One may argue that the division of the Asia-Pacific region into several subregional trading blocs may not necessarily be a bad thing as long as it helps resolve regional or global issues by consolidating views and interests within each subgroup as a step toward more broad-based deliberation and decision on the regional and global levels. However, there is a danger that free trade blocs can lead to permanent discrimination, if countries do not also pursue the broader elimination of trade barriers worldwide. That's why the success of the Ururugay Round is so important.

At any rate, it is a reality that several trading blocks will coexist within the Asia-Pacific region; the need will then arise for a regional mechanism by which to facilitate communication and dialogue between individual trading blocs as well as between each bloc and nonmember countries. Fortunately we have PECC and APEC for that purpose. The PECC, dedicated to the cause of the open global trading system, certainly has a role to play in promoting a global approach to the trading system in the new regional setting characterized by the proposed NAFTA and AFTA-as well as the CER.

How, then, can PECC respond to this challenge? First, the Trade Policy Forum of PECC can undertake to monitor the progress of implementation of the free trade pacts in the countries involved and analyze their impact on trade relations among the economies in the PECC region, with particular reference to the GATT rules. Second, the Standing Committee of the PECC could make policy recommendations to the APEC on the basis of its findings for reducing trade frictions that might arise from the interaction between free trade blocs and other countries. Finally, since NAFTA provides that other countries or groups of countries may be admitted into the agreement if the NAFTA countries concur, the PECC Trade Forum or a new task force could explore that possibility as a way to minimize discrimination in the short term and to elimintate discrimination in the long run in the Asia-Pacific region.
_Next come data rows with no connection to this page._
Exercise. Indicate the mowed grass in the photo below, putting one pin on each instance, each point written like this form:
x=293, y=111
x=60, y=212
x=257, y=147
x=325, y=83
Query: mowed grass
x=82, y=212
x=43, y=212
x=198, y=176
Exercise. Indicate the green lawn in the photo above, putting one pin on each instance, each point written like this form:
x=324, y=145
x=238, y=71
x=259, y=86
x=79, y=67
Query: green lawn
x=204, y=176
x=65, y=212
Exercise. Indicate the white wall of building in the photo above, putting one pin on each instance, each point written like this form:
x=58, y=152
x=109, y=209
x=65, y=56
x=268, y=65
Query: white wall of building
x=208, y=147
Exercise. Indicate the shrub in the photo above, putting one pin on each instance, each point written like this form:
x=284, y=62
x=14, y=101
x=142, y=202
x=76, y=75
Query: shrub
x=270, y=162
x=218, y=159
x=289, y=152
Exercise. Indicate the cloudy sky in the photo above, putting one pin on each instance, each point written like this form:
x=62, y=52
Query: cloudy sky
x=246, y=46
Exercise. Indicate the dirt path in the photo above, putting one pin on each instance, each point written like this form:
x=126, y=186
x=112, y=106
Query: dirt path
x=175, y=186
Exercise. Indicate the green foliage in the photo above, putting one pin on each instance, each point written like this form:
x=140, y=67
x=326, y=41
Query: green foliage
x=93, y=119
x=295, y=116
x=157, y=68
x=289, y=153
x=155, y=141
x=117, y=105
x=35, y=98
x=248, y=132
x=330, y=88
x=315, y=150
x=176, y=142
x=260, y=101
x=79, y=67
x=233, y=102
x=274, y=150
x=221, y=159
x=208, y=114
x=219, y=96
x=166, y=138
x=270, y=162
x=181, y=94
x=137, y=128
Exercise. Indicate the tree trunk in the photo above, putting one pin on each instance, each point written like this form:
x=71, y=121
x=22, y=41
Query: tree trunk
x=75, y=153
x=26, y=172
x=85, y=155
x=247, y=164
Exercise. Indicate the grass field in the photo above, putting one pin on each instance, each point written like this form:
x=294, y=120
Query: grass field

Let me conclude my remarks by saying that the Asia-Pacific region, and particularly the NAFTA countries, stand at a crossroads: one path leading to a more open global trading system based on open regionalism, the other to a protectionist world trading order made up of closed, mutually competitive trading blocs. At this juncture it is indeed significant that the PECC IX is going to adopt what we call the San Francisco Declaration, which will make it crystal clear that the future efforts of PECC will be directed toward open regionalism in which subregional arrangements are consistent with GATT principles and promote the overall interests of the region.